Companies like Merck and Ford, Universities like MIT, don't appear to have paid a dime for them.

540297 · 7 years ago
Back then I don't think anyone ever considered we'd use up the IPv4 address space and/or assumed that the migration to IPv6 would happen more more quickly, rendering IPv4 obsolete. It looks like most of the big blocks were all assigned prior to widespread consumer internet adoption.
richardwhiuk · 7 years ago
It's worth noting that at the time for the value of an IP address block was pretty much 0.
Jedd · 7 years ago
IBM owns 9/8 - it's used for their internal network (really). They're mid-way through a 2y project to move everything to IPv6

The recent purchase of OpenShift may be a good answer to 'I wonder what they are intending to do with a /8 in a year'.

lgregg · 7 years ago
Can someone give an ELI5 summary on why this is important and has 360+ upvotes? Why would GE have had this? Why did Amazon want it?
adamt · 7 years ago
3/8 or 3.0.0.0/8 means the IP address range from 3.0.0.0 to 3.255.255.255 - this is 2^24 or 16.7M IP addresses.

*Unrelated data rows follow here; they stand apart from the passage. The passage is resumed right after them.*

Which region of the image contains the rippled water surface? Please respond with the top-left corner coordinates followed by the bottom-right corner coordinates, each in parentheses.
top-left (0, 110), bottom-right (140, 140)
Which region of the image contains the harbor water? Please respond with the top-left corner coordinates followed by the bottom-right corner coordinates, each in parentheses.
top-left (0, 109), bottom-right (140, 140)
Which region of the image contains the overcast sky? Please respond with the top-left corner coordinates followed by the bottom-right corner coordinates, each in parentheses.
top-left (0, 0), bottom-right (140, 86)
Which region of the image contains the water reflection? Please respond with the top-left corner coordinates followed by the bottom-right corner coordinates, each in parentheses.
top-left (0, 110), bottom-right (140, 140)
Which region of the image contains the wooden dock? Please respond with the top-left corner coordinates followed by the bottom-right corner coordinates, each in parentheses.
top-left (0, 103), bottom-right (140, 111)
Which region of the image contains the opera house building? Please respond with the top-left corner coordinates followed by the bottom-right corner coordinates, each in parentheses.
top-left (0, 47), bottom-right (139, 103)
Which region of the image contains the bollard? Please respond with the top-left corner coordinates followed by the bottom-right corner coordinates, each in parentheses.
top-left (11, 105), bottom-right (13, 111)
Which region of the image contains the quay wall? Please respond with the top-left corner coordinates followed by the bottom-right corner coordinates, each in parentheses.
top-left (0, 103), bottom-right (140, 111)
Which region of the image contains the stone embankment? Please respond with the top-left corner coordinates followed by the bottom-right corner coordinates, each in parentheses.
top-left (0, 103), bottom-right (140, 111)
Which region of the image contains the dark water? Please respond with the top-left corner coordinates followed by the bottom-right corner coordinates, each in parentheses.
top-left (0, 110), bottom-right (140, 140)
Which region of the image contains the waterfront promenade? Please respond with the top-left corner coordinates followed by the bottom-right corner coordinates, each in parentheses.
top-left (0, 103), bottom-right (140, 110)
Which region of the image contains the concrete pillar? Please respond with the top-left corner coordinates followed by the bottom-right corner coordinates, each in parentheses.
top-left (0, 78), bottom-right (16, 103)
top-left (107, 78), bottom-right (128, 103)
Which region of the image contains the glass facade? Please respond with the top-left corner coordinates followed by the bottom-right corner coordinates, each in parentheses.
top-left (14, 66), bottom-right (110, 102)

Why does Amazon want it? - Amazon has a lot of customers who want EC2/ELB instances with their own IP addresses. IPv4 addresses are a scarce resource.

Why did GE have it? When the IPv4 address space was formed, various big US companies managed to get the initial IP address allocations. You can see more on these allocations here: https://en.wikipedia.org/wiki/List_of_assigned_/8_IPv4_addre...

Why so many upvotes? It's relatively rare to see what is 1/255th of the IPv4 address space sold.

lgregg · 7 years ago
Does that mean Amazon has a lease from ARIN on those batches of IPv4 addresses for a period of time (in the same sense as a domain registry for x years) or actually own them?

Also, That Wikipedia article was particularly helpful. I knew the /32 was specific to my IP that I use but didn't realize the sheer scale of those blocks.

plandis · 7 years ago
Historically, 32-bit address space was large on the fledgling internet. It was relatively easy and cheap/free to get a /8.

Amazon probably wants it to sell to their customers who need ipv4 instead of v6

nil_pointer · 7 years ago
Amazon own the largest public cloud provider (AWS). Assuming they use it on this, it makes sense they'd want a bunch more IP addresses.